Most biochemical analysis to date has involved individual analysis of histone chaperone function in isolation, this being especially true for NASP (15,16,54,55). However, H3 and H4 are found in multi-chaperone complexes in the cell, and so the individual function of each chaperone is likely only to play an important but small role in the histone deposition process. We have shown that sNASP has synergistic functions with ASF1 towards H3 and H3–H4. Interestingly, H4 has also been shown to have specific chaperones, binding RbAp46 and HAT1, which form a stable dimeric HAT1 complex, important in acetylation of lysine 5 and 12 of H4 (26,56,57). A recent crystal structure of the Saccharomyces cerevisiae homolog of the RbAp46–HAT1 dimer bound to H4 and H3 peptides revealed that nearly half of the H4 molecule is sequestered within the binding pockets of the HAT1 complex (27), including the majority of the N-terminal tail and the α1 helix of the histone core domain. Interestingly, the α1 helix of H4 and the α3 helix of H3 reside in close proximity to each other on the same side of the histone fold dimer. Binding and releasing of these regions within the core histone fold domain may therefore aid in guiding H3 and H4 down a productive folding pathway.

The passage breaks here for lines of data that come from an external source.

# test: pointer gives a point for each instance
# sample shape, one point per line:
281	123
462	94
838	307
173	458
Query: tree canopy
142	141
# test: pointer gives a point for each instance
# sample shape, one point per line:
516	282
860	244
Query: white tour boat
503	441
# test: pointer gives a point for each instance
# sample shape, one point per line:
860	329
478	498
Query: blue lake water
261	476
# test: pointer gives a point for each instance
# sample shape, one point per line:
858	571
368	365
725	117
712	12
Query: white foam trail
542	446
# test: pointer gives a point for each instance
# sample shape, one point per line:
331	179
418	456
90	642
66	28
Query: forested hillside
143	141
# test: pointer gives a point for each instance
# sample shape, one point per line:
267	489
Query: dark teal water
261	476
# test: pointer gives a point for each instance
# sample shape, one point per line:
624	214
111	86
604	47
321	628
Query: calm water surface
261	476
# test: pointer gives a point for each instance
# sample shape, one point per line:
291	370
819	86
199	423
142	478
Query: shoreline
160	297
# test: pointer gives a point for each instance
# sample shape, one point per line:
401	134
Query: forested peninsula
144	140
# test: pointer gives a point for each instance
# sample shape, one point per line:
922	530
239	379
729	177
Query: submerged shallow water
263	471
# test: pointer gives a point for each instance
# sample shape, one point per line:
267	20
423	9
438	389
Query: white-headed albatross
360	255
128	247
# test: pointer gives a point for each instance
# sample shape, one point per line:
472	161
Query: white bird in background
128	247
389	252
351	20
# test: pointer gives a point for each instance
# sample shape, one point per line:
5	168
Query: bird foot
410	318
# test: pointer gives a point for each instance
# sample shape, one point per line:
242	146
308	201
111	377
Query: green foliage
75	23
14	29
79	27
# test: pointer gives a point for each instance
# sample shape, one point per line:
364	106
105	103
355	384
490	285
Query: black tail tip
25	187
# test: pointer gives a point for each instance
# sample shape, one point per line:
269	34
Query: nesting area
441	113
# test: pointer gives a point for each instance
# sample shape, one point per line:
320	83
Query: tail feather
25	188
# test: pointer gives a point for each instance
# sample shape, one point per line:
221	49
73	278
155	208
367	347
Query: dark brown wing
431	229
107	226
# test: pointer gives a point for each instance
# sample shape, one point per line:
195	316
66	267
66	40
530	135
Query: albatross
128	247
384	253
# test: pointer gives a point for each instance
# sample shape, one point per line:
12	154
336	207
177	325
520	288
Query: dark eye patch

The role that sNASP plays in the folding, maturation and storage of histones is complex and most likely involves a number of other chaperones in addition to ASF1. In order to further understand the process, high-resolution structures of the stable components of the pathway, namely the sNASP–H3 dimer and the sNASP–H3–H4–ASF1A tetramer, need to be solved and the dynamic intermediates probed through complementary, biophysical means. The role of additional factors, such as the HAT1 holo-enyme, and how they function in concert with sNASP and ASF1 also has to be addressed. Importantly, novel approaches will need to be developed in order to observe the rapid process of ‘histone hand-off’ in vivo and to validate such mechanisms, as we and others have proposed (17,21). In this report, we have biochemically characterized the sNASP–H3 and sNASP–H3–H4–ASF1A complexes and demonstrated that multiple interaction interfaces exist between sNASP and histones. We have shown how these contend and cooperate with the chaperone ASF1A to form a folded H3–H4 dimer, establishing a mechanistic platform for the further investigation of these dynamic histone chaperoning processes.